Tuesday, August 26, 2008

National Collegiate Week promoting racial unity. Ironic? I can't decide.

I'm personally challenged with reaching specific people-groups without further isolating them at the same time. I'm sure I'm not alone in struggling with that balance. For instance, National Collegiate Week is all about recognizing that college students are a unique group within society and as such should be addressed, trained, outreached to, and even perhaps allowed to worship separately in their own environment. Many churches have worship services intended specifically for unique peoples (young adults, traditional-music-lovers, cowboys, whatever).


Yet on the other hand we talk about the necessity of a racially diverse congregation as if race were a "special case" of people-groups that should be integrated together while most other people-groups are being more and more divided and segmented.

The irony for me is that an incredibly segregated group of people (college students) are being challenged to desegregate by race ("the college students we are segregating from the rest of the church need to be desegregating among themselves, racially-speaking").

Revelation repeatedly speaks of unity between every tribe and language and people and nation. The more I reflect on those passages and on current Christian culture the more I like the push for racial diversity and become more and more uncertain about efforts to further segment (and essentially define ourselves) based on anything other than our mere Christianity.

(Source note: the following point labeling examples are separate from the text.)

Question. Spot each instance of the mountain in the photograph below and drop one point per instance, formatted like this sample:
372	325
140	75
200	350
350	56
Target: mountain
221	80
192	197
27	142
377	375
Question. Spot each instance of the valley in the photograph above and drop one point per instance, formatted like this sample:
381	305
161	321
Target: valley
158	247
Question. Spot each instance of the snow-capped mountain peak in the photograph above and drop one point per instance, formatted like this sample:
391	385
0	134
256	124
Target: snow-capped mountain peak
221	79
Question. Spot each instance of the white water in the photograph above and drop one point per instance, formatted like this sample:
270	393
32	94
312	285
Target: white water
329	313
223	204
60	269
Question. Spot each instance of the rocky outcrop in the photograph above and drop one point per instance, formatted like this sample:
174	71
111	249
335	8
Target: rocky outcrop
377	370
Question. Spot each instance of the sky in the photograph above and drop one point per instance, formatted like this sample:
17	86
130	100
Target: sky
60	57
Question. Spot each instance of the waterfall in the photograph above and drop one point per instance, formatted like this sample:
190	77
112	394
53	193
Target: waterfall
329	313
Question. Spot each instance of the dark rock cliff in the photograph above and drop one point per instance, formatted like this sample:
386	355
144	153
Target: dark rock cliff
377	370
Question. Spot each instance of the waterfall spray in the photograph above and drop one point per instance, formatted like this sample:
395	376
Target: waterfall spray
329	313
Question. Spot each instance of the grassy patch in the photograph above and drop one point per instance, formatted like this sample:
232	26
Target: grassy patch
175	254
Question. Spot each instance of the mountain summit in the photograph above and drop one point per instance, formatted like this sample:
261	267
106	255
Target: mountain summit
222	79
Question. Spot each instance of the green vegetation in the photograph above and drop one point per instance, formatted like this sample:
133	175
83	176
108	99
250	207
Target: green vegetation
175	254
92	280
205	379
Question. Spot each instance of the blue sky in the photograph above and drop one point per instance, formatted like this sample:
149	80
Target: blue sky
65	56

Are we being intentional to worship among a racially diverse peoples yet at the same time trying to segment ourselves based on other, equally trivial, preferences and demographics such as age or worship styles? It sounds inconsistent at best and hypocritical at worst.

I know there are issues with this attitude such as, "So do I speak Korean to a bunch of Anglo-Saxons and do I speak 'modern' to a bunch of 'postmoderns'?" and I get that. Jesus, Paul, and others seemed to know their audiences very well and interact with them accordingly. However, they interacted with children, elderly, Samaritan, Jew, gentile, women, men, shepherds, and kings. They accepted everyone. They interacted with everyone. They worshipped with everyone. I'm not sure that "demographic-based" churches or churches that segment themselves along these demographic lines are mimicking this all-inclusive attitude. Seems very much a "separate but equal" mentality.

That said, I totally understand and appreciate the very difficult challenge college ministers have of balancing between relevant ministry and segmented ministry.